WASHINGTON - Two days after John McCain told a leading pro-Israel lobby that he would toughen sanctions against Iran, Barack Obama assured the same group of his commitment to protecting Israel against the Iranian threat.
"I will do everything in my power to prevent Iran from obtaining a nuclear weapon," the presumptive Democratic presidential nominee told thousands of members of the American Israel Public Affairs Committee in Washington.
"Let there be no doubt: I will always keep the threat of military action on the table to defend our security and our ally Israel," he said.
Addressing AIPAC - long considered one of Washington's most influential lobbies - has become almost a requirement for presidential candidates seeking the Jewish vote. But there was an added imperative for Obama, who has battled accusations that he is overly sympathetic to the Palestinian cause and too willing to negotiate with Iran's president, Mahmoud Ahmadinejad.
McCain, the presumptive GOP nominee, has made the latter charge a centerpiece of his critique of Obama's qualifications to be president.
Yesterday, Obama gave a full-throated defense of his plan to engage Iran more directly, arguing that the Bush administration's policies have destabilized the Middle East and jeopardized both U.S. and Israeli security.
"There are those who would continue and intensify this failed status quo, ignoring eight years of accumulated evidence that our foreign policy is dangerously flawed," Obama said, taking a swipe at his Republican rival.
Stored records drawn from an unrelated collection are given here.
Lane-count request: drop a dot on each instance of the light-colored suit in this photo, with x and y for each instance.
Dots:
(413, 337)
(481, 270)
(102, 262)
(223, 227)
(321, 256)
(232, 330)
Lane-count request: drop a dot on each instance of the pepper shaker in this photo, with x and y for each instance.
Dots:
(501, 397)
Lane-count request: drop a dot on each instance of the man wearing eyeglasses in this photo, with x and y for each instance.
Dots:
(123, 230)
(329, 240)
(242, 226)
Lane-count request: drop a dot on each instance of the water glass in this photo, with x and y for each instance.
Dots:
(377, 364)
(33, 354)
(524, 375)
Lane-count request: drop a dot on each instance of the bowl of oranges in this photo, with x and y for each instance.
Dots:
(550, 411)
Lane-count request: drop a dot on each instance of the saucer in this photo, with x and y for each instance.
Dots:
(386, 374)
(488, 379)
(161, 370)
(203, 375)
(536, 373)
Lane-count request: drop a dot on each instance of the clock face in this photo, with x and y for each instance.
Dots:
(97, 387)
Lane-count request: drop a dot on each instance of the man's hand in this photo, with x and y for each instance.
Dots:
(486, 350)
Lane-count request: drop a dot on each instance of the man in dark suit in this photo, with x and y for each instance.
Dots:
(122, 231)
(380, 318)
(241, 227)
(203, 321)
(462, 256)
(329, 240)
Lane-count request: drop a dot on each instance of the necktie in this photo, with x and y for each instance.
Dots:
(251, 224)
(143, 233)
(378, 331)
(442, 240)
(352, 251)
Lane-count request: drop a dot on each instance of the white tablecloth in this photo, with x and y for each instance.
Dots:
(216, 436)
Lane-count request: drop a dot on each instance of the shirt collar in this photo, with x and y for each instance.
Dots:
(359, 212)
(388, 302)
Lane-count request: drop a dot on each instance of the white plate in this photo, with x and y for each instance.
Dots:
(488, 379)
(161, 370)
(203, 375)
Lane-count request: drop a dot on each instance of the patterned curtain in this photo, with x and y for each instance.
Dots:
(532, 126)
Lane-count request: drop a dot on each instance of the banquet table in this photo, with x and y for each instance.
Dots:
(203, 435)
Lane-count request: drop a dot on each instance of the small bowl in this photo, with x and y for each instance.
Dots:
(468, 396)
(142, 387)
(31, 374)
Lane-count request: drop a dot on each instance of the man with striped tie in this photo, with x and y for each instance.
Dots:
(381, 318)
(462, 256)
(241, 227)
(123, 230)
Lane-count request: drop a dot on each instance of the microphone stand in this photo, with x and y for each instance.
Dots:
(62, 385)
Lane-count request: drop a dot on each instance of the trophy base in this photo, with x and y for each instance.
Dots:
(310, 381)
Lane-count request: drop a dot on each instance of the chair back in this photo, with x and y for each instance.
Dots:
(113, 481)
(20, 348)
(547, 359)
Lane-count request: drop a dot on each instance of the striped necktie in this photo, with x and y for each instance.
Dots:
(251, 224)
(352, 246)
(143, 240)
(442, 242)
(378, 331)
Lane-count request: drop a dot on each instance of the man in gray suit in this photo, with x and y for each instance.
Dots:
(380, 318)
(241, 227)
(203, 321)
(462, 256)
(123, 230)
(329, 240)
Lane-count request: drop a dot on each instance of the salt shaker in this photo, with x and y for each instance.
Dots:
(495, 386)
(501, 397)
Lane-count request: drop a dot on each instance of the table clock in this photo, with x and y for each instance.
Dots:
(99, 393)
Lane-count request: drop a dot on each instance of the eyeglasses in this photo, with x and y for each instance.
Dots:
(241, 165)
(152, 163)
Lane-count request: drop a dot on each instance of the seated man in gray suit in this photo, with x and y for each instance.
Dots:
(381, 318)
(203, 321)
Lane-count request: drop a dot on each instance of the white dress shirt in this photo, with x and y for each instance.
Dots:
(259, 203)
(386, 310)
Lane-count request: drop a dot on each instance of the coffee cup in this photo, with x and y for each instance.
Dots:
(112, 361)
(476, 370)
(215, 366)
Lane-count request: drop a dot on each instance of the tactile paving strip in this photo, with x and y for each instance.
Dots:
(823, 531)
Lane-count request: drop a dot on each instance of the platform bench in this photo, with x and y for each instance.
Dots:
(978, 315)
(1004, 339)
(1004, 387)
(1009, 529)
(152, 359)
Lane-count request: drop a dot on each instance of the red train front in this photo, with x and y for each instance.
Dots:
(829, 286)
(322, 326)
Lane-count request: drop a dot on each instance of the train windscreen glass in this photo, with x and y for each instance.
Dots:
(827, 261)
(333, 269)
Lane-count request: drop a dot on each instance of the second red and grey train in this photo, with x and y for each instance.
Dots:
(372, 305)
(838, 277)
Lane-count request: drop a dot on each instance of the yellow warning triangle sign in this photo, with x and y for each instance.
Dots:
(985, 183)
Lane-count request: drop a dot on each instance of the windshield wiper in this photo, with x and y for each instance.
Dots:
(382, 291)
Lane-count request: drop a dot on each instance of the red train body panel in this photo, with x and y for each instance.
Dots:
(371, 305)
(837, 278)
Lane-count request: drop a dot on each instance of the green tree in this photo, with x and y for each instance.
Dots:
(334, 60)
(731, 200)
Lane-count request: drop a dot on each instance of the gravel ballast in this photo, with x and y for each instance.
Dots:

"I would be willing to lead tough and principled diplomacy with the appropriate Iranian leader at a time and place of my choosing," he continued. "Only recently have some come to think that diplomacy by definition cannot be tough. They forget the example of Truman, and Kennedy and Reagan. These presidents understood that diplomacy backed by real leverage was a fundamental tool of statecraft."
Obama drew frequent and sustained applause for such comments, but it was his repeated proclamations of support for Israel that evoked the biggest ovations. He cited his own youthful search for his roots to explain his admiration for the Jewish state, and he recalled that his great-uncle was among the U.S. soldiers who liberated the Buchenwald concentration camp in 1945.
Turning to the contemporary impasse in the Middle East, Obama criticized the Bush administration for neglecting the peace process. "I won't wait until the waning days of my presidency," he said. "I will take an active role, and make a personal commitment to do all I can to advance the cause of peace from the start of my administration."
Obama also talked of isolating Hamas, the militant group that controls the Palestinian government, and confronting Syria, which has provided support to Hamas. And he endorsed an "undivided" Jerusalem as Israel's capital, a position often associated with the right wing of Israeli politics.
"I wonder if he really means it," said Michael Oren, a senior fellow at the Shalem Center, an independent Israeli think tank. "Even Bush doesn't use the U-word. It may come back to haunt Obama if he wins."
Some Jewish voters are wary of Obama partly because his former pastor, the Rev. Jeremiah A. Wright Jr., praised the Black Muslim leader Louis Farrakhan, who has made anti-Semitic remarks. Obama disavowed Wright's intemperate remarks and later resigned from that church.
Obama also cited e-mails "filled with tall tales and dire warnings about a certain candidate for president," a reference to false accusations that he is a Muslim with a hidden agenda. "Let me know if you see this guy named Barack Obama, because he sounds pretty scary," he said.
Obama clearly impressed some in the massive hall.
"He had me in tears, this feeling for an understanding of Israel's predicament," said Leonard Eisenfeld, a Connecticut pediatrician whose son was killed in a Hamas bus bombing in Jerusalem in 1996. He said he respects McCain but is now more open to Obama, calling him a "good soul" in Yiddish.
But Evelyn Mottsman of Pittsburgh said it "disturbs a lot of people that he thinks diplomacy is possible" with Iran.
And one Palestinian official expressed dismay because Obama "said that Jerusalem would remain undivided as the capital of Israel."
"If he means that, that means closing all doors for peace," Palestinian negotiator Saeb Erekat told the Associated Press in Jerusalem. "We had hoped that under the banner of change, Mr. Obama would have said that east Jerusalem would be the capital of the Palestinian state."
Noam N. Levey writes for the Los Angeles Times. The Associated Press contributed to this article.